Concussion Concerns

hercegMuch has changed since I started graduate school in 1991 in pursuit of my PhD.  When I first chose to work in rehabilitation medicine, the Brain Injury Association of America was called the National Head Injury Foundation, and it was only in existence since 1980. It was established when Dr. Martin and Marilyn Price Spivack invited five family members and professionals to their home to discuss the need to form an organization to affect change for individuals with brain injury.  Since that time, research and treatment has resulted in tremendous improvement in the quality and life of people living with brain injury.  However, some changes have left me with considerable pause.

Most people today know about concussions (really brain injuries).  One can’t help but read about them or watch sports to actually witness concussions happening.  Over the last 15 or so years, incredible research has led to a greater awareness of what is a concussion and what are the associated symptoms.  Assessment of concussions has significantly changed as well. Nowadays, brief 20 minute computerized assessments have become the norm. Although these assessments were developed by well-intentioned Neuropsychologists, widespread availability, inadequate testing environments, and “consultants” have become the go-to people in for these evaluations.  With sincere respect to many great professionals I work with, from AT’s, to PTs, OT and MD’s, the bottom line is that the most qualified in this area are Neuropsychologists.  That does not mean others cannot work alongside Neuropsychologists, but that if a sports program does not have one involved, then there is no way it is providing the best service to its student-athletes.

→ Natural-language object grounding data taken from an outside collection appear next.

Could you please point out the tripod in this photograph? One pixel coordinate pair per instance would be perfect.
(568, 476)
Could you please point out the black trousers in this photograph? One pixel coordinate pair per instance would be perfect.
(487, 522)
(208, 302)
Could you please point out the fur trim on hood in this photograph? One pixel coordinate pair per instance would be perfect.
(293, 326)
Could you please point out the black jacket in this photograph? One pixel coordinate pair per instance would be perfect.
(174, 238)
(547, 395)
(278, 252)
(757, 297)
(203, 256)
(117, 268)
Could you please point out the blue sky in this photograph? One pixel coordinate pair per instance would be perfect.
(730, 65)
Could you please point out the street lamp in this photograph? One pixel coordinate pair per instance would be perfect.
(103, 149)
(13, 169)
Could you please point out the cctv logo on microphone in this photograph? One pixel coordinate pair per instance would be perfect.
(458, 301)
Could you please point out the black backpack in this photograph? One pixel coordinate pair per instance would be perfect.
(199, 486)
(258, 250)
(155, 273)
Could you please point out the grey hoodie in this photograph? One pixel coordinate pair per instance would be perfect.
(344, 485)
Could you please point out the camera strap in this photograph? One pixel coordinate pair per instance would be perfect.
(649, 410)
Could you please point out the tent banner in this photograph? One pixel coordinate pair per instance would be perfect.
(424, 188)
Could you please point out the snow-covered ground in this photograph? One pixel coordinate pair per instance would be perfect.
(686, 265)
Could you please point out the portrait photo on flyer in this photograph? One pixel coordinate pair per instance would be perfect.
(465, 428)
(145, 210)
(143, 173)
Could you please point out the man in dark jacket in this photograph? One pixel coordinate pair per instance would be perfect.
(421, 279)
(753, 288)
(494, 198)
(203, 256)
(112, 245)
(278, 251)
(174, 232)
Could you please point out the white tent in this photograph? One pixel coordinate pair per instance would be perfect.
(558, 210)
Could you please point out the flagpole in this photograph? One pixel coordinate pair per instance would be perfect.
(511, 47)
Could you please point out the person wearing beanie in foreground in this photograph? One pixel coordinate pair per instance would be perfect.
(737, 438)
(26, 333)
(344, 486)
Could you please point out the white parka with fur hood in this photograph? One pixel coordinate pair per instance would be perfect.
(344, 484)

It is also a significant liability. I personally have witnessed high school AT’s administering in poor environments, with distractions, and unable to accurately provide instructions, or maintain control of students coming in and out of computer labs. Additionally, local MD’s have become certified in analyzing neurocognitive data by taking a 3 hour course. If I knew it was that easy, I would not have spent 5 years in graduate school and one year of residency!  I don’t fault those doing this as much as I place responsibility on the developers who have made this widely available.  You can even do it in your own kitchen now, just like you play XBox or Wii!

Additionally, many parents, former athletes, journalists, and attorneys have become self proclaimed “experts” in concussions.  Some do it for own self-promotion and fame, aka celebrity status, while for others it’s a new career choice.  Many disseminate information to the public stating they have “expertise.”  Lawyers teach not only concussion litigation but also teach brain anatomy.  Lawyers?   Really?    Other advocates proudly state that news outlets seek them for their “expertise” on medical, biomechanical, cognitive or behavioral changes or symptoms following concussions.  No matter the reasons, NO ONE, unless they have the proper training, education, AND state licensing should proclaim expertise in brain injury- which is what a concussion is. Perhaps if we referred to concussions more accurately as brain injuries, there would be less “experts.”  I don’t see the same happening for other ailments, illnesses, or diseases.  Different professionals also need to be aware of different areas of expertise and respect each other’s knowledge, since a multi disciplinary approach is best. However, I can’t help but sense the feeding frenzy people have to so that they are the “go-to” people in this matter.

I know it’s a stretch, but if I followed this example, then I could act like an expert in cardiology since I have certification in CPR.   Most would say that’s ludicrous, and I agree.  But this has to be the same approach to concussions.  A reporter may be an expert in writing or reporting about the subject; parent or advocate will have a expertise from their perspective, perhaps in dealing with academic issues for their child; a former athlete is an expert in reporting the symptoms and how life was altered; a lawyer is an expert from the legal end, etc.

We know more about concussions now than ever before, but the science continues to evolve, things continue to change rapidly, and for some reason there is an impatience by many to have all the information immediately. If not, many take to social media to question and/judge.  What we fail to realize is that our brains are so complex and different from person to person, that it’s quite impossible to have all the answers.  And one person cannot be giving the answers that are out there.   So we need to let the scientists study, the clinicians treat, the reporters write, the parents to remain vigilant, and athletes report the symptoms.  Each has their own experience, expertise and knowledge to bring to the discussion.  But the pursuit of fame and name recognition impacts many in this regard but they use the rationale that they are doing it for the greater good.

So as I look back and think about how the concussion and brain injury discussion has changed in 24 years, and I see how many “experts” there are, I can’t help but wonder, “Why in the heck did I spend all that time studying and obtaining a PhD?”  Since if seems as if nowadays everyone in the concussion world has one.